If you use blanket, do your curing of the castable before you put on the smooth coat (we used 2" of regular mortar mix ) so that the moisture can leave the castable out the top without cracking the smooth coat.

Is your floor well insulated?  We used 4" of soft brick which important to hold the heat in. 

I originally quoted using 8 bags, but i dont think was right.  I think we used way more than that, but you will have to check with your supplier.

One final note: I would have pulled the form out earlier to keep it from cracking from shrinkage.  Check with your supplier again, but 1-2 days should be plenty.  as noted below, you could add SS pins to help with the cracking as well.


Good Luck!



michael_carlin's picture

I've built a couple of clay ovens but aI'm about to build a refractory cement dome and was wondering what recipe you used for your mix? Any other cartable recipe suggestions gratefully recieved





Vdonti's picture

I've been trying to figure out how to follow individual threads.  It seems I have to comment to follow this thread,  Hince, this comment.

sgregory's picture

I guess you can cut every brick, but in reality, you can use straght brick on a form, breaking the joints between each row.  Back fill with a mortor and construct the next row if required by design.  Brtick is more forgiving but not required.

If you are worried about cracking and spalling with castable, use SS needles in the mix.  (watch the hands).  this will allow it to crack but maintain basic integrity during the heating and cooling cycles.  ANH is anker hearth or vietche radix,  which iirc is RHI.  hey merge and change names daily it seems.  In both cases you need to secure the base of the arch for its primary strength.


mikku's picture

I am new to this forum--like today.  But I have a lot of interest in this exact topic.  This year, I built a dome shaped WFO using castable and was very happy with the results.  The finish is as good as the forms that you make.  Now after seeing sgregory semi professional WFO thread, I want to build another oven as soon as I have the time.  But, I want to cast the entire oven and not just the dome.

I live in Japan and the dealer that I buy refractory brick or castable cement sells both at practically the same price.  If you determine the volume of a single brick and the volume price and then determine the volume of a 25kg bag of refractory cement, they are almost identical.  I have no qualms about the refractory cements ability to carry weights.  I am considering lining the cast oven with a firebrick floor and walls, all loose set.  If I desire additional mass to the dome, I think that additional layers of standard brick can be laid loose in additional layers over the cast dome.  The dome can be cast with an inner arch but the casting outside can be level.  I am thinking about adding rebar, like Sgregory used in making the lintel in his brick oven. 
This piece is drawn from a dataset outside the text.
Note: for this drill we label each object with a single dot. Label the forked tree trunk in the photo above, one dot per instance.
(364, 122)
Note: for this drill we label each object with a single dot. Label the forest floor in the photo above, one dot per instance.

I think that this would work just great.  Again, the quality of the finish is only as good as the formwork going into making it.  But a lot of time can be put into the formwork to get a great finish... It does not require a lot of expensive tools to cut brick and make complicated joints.  Only basic hand tools and a little patience.

This is something that I plan to do this summer.  Any information concerning interior heights, ratios of dome height to door height, size of transition to flue and flue size would greatly be appreciated.  Also any information on oven door type.  I am thinking about one similar to a guilotine (don't know correct spelling) but one that would operate in a track moving vertically, with the assist of some counterweights.

Really glad to have been directed by another forum to this site. 

Hello to all, I hope to learn a lot from my experience here.